Mais dès que l'on s'éloigne du costume strict pour aller vers un vestiaire plus casual, la donne change radicalement.

C'est là que le choix de la matière devient intéressant.

Contrairement aux sacs en nylon/plastique qui font très "sport", une belle toile de coton ou un cuir font plus habillés.

C'est dans cette catégorie, que se place le modèle Chiloé.

 
 

Ici, Bleu de Chauffe a eu la bonne idée de doubler les bretelles avec du feutre de laine. Le contact est plus moelleux que le cuir mais cependant, soyons clairs sur l'utilisation : ce sac exige des vêtements assez robustes.

Le frottement des matières brutes ne pardonnera pas - à notre avis - sur des tissus fragiles. Il faut impérativement éviter les costumes fins ou les mailles délicates qui risqueraient de s'abîmer prématurément.

L'ADN est workwear, votre tenue doit l'être aussi à minima : manteau en laine épais, veste de travail ou toile denim sont de rigueur pour bien supporter le contact répété des bretelles.

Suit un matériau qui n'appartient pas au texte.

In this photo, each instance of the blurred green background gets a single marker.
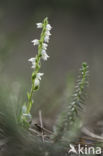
(77, 36)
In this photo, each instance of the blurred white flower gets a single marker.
(48, 27)
(33, 61)
(35, 42)
(39, 25)
(44, 46)
(47, 33)
(24, 109)
(38, 76)
(46, 39)
(44, 55)
(36, 82)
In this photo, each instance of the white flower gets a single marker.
(33, 66)
(44, 46)
(28, 116)
(46, 39)
(39, 25)
(37, 82)
(38, 76)
(44, 55)
(48, 27)
(24, 109)
(47, 33)
(33, 61)
(35, 42)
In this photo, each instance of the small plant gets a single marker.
(69, 123)
(25, 115)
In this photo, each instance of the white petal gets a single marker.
(31, 59)
(37, 82)
(39, 75)
(24, 109)
(46, 39)
(47, 33)
(35, 42)
(44, 55)
(45, 46)
(39, 25)
(48, 27)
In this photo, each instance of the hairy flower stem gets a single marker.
(34, 73)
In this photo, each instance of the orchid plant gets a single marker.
(42, 44)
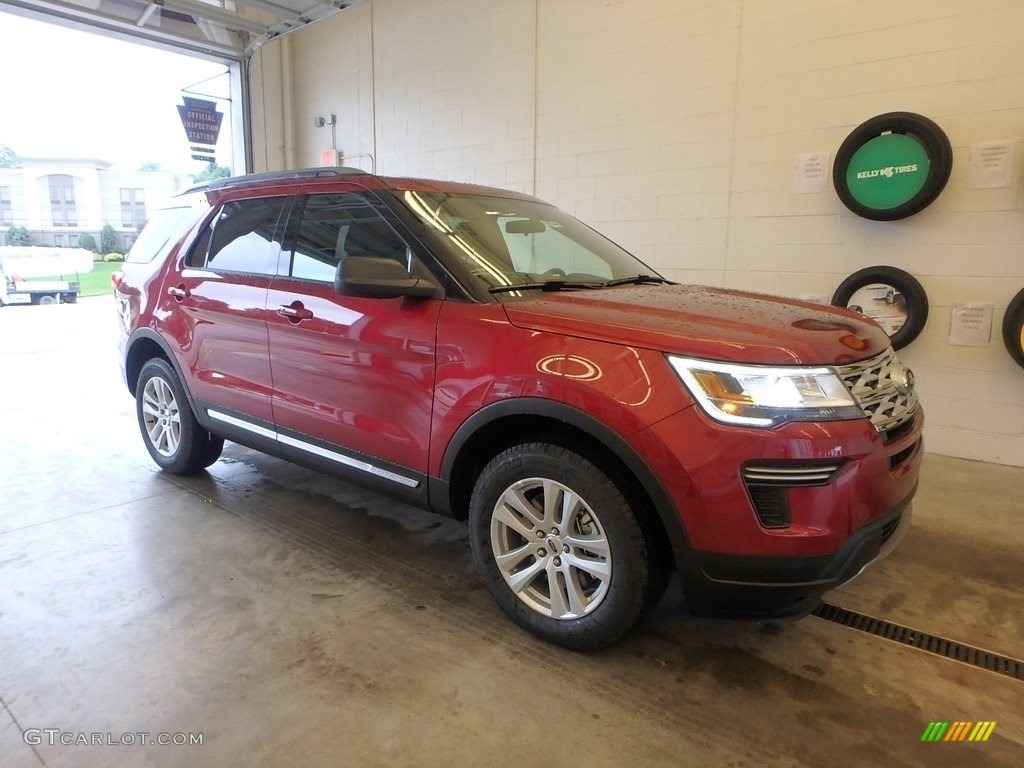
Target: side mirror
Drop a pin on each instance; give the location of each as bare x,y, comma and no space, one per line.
373,276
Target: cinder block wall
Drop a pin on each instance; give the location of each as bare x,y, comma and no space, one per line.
673,126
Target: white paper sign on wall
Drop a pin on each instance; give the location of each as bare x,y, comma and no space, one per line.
991,165
810,173
971,325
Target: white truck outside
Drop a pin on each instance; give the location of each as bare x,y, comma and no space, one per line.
22,267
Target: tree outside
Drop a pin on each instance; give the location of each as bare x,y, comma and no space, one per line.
18,236
87,241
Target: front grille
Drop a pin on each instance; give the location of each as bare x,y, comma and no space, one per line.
879,387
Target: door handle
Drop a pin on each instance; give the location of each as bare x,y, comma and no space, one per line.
295,311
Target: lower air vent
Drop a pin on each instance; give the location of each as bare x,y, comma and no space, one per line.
771,505
890,527
790,474
768,487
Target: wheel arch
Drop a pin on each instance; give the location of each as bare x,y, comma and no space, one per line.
503,424
143,345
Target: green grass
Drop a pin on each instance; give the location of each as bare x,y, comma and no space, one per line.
96,283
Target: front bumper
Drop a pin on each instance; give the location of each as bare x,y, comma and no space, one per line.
738,564
743,587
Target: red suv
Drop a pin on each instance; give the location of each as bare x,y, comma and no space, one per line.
483,354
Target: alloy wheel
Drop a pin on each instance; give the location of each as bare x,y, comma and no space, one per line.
551,548
161,416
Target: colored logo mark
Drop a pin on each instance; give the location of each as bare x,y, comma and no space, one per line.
958,731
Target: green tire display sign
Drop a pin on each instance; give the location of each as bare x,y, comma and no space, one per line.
892,166
888,171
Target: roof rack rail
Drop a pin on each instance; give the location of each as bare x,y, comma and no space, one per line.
219,183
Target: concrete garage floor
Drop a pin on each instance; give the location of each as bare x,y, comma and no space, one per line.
293,620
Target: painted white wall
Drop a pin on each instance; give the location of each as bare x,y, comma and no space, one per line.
673,126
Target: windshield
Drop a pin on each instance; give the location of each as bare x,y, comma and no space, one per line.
505,242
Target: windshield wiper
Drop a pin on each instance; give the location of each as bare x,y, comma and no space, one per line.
548,285
637,280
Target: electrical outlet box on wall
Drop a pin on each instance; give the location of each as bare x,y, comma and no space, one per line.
330,158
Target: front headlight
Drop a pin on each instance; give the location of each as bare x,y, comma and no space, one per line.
763,396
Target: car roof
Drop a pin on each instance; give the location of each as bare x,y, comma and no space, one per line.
303,179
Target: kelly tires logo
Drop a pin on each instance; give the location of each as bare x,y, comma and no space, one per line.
958,731
892,166
888,171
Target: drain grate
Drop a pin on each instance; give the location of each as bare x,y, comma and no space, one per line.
940,646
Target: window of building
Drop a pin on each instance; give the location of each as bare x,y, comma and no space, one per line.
243,237
6,212
132,207
62,200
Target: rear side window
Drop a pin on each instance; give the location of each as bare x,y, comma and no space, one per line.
333,226
243,238
161,232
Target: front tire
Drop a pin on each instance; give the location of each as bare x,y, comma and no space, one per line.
175,440
558,546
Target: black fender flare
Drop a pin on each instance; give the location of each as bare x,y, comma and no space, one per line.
151,335
594,428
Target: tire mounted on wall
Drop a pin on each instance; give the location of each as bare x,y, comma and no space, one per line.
1013,328
907,292
936,146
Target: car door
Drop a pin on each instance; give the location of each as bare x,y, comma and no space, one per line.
218,313
352,377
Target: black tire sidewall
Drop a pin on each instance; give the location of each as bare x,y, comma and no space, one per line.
626,597
904,283
195,444
932,137
1013,326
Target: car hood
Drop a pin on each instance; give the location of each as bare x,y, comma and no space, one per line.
707,323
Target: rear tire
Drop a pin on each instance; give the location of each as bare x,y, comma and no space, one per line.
559,547
175,440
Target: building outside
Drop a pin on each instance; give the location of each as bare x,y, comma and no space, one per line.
58,199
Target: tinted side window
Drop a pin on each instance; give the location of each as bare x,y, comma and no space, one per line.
161,232
243,237
333,226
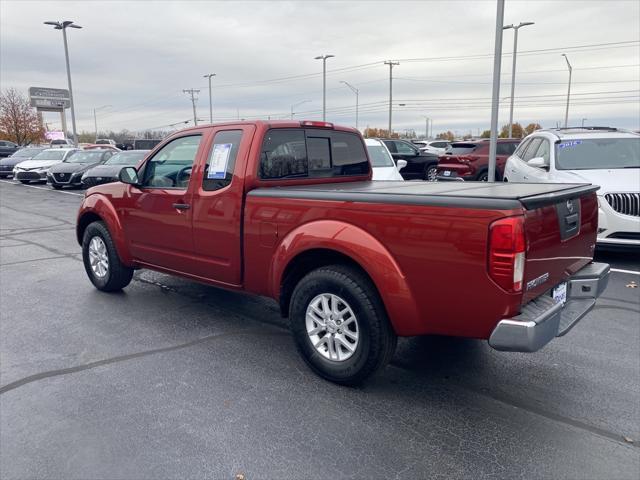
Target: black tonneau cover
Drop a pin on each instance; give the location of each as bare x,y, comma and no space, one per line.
485,195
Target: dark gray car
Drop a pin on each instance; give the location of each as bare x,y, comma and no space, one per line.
109,172
69,173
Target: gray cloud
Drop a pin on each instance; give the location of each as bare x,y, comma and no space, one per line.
139,56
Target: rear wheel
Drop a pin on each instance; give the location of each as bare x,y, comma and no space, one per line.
431,172
101,260
340,325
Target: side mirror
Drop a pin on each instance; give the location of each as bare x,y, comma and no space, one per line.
129,175
538,162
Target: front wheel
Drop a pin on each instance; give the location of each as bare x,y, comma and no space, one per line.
340,326
431,172
101,260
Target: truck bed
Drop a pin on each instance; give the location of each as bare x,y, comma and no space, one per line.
502,196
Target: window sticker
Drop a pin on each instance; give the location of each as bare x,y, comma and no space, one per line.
572,143
219,160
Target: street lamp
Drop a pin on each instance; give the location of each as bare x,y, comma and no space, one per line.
209,75
95,118
324,83
357,92
63,26
426,129
566,112
513,68
295,105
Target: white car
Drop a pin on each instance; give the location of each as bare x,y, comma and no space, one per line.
36,169
383,166
607,157
435,146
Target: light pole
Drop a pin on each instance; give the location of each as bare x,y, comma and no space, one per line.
209,75
95,118
495,93
426,129
357,92
391,65
566,112
63,26
324,83
513,68
295,105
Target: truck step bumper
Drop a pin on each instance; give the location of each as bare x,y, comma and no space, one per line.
542,319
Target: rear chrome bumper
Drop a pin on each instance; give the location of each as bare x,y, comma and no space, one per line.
541,320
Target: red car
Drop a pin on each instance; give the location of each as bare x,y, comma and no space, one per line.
286,209
470,160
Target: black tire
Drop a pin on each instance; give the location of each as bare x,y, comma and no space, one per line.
430,172
118,275
376,338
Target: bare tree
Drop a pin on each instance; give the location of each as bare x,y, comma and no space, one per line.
19,122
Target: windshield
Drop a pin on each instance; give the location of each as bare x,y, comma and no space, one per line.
50,155
26,152
379,156
129,158
598,153
85,157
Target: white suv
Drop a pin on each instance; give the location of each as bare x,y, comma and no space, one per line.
603,156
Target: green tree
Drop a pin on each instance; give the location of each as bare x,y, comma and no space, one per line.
517,131
19,122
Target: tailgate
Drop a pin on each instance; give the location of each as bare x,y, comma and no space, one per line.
561,230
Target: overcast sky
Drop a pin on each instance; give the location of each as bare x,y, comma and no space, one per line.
138,57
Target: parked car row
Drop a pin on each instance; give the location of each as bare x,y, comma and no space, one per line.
68,167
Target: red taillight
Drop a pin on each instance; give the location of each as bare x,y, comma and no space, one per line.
310,123
507,253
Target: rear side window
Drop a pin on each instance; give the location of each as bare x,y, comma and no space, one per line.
218,170
531,150
296,153
506,148
462,148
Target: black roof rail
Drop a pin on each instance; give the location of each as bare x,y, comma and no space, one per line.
605,129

Côté réglages, le système de boucles à ardillon (comme une ceinture) maintient bien la position choisie, mais le changement d'habitude est déstabilisant au début.

Si vous êtes habitués à la fluidité des sacs de randonnée modernes où l'on tire simplement une sangle pour un serrage instantané et millimétré, vous allez avoir l'impression de faire un saut dans le passé.

Ici, l'ajustement prend du temps et demande de s'arrêter. C'est le prix à payer pour ce style rétro, mais on perd indéniablement la praticité immédiate d'un sac plus technique.

 
 

Pour la toile, la marque ne prend pas de risques et se fournit chez British Millerain, la référence historique du coton ciré.

On a pu vérifier ses promesses lors d'une averse parisienne. Nous l'avons testé sous une pluie fine, une situation classique quand on se déplace à pied ou à vélo en ville.

Rien à signaler : l'effet déperlant fonctionne parfaitement. L'eau glisse sur la surface sans imprégner la fibre.

À l'ouverture, le constat est rassurant : tout le contenu, ordinateur compris, est resté parfaitement au sec.

C'est une protection efficace pour le quotidien, qui a le mérite de protéger vos affaires sans avoir recours à l'esthétique "plastique" des sacs imperméables techniques.

 
 

Le format est idéal pour une journée active. Ni trop encombrant comme un sac de randonnée, ni trop petit comme une sacoche.

L'intérieur est classique mais bien pensé. On y trouve un compartiment dédié en feutre pour l'ordinateur. Un MacBook 16 pouces y rentre parfaitement et se fait oublier.

Le reste du volume principal permet d'emporter le nécessaire du quotidien parisien : un chargeur, une gourde, un livre, et même une écharpe ou un petit pull pour les soirées plus fraîches.

L'accès de la poche intérieure zippée est facile, ce qui évite de devoir plonger la main à l'aveugle au fond du sac pour retrouver ses clés.

 
 

On aime particulièrement la métallerie en laiton brossé.

Celle en zinc ou en zamac, souvent utilisée ailleurs, nous parait souvent trop brillante et finit par mal vieillir. Elle est moins adaptée à un esprit casual et robuste.

Ici, le laiton est mat, discret.

 
 

À l'intérieur, chaque pièce est datée et signée par l'artisan l'ayant assemblée de A à Z.

Et il faut le rappeler, ce sac est toujours fait en France - Bleu de Chauffe possède d’ailleurs son propre atelier en France depuis ses débuts en 2009.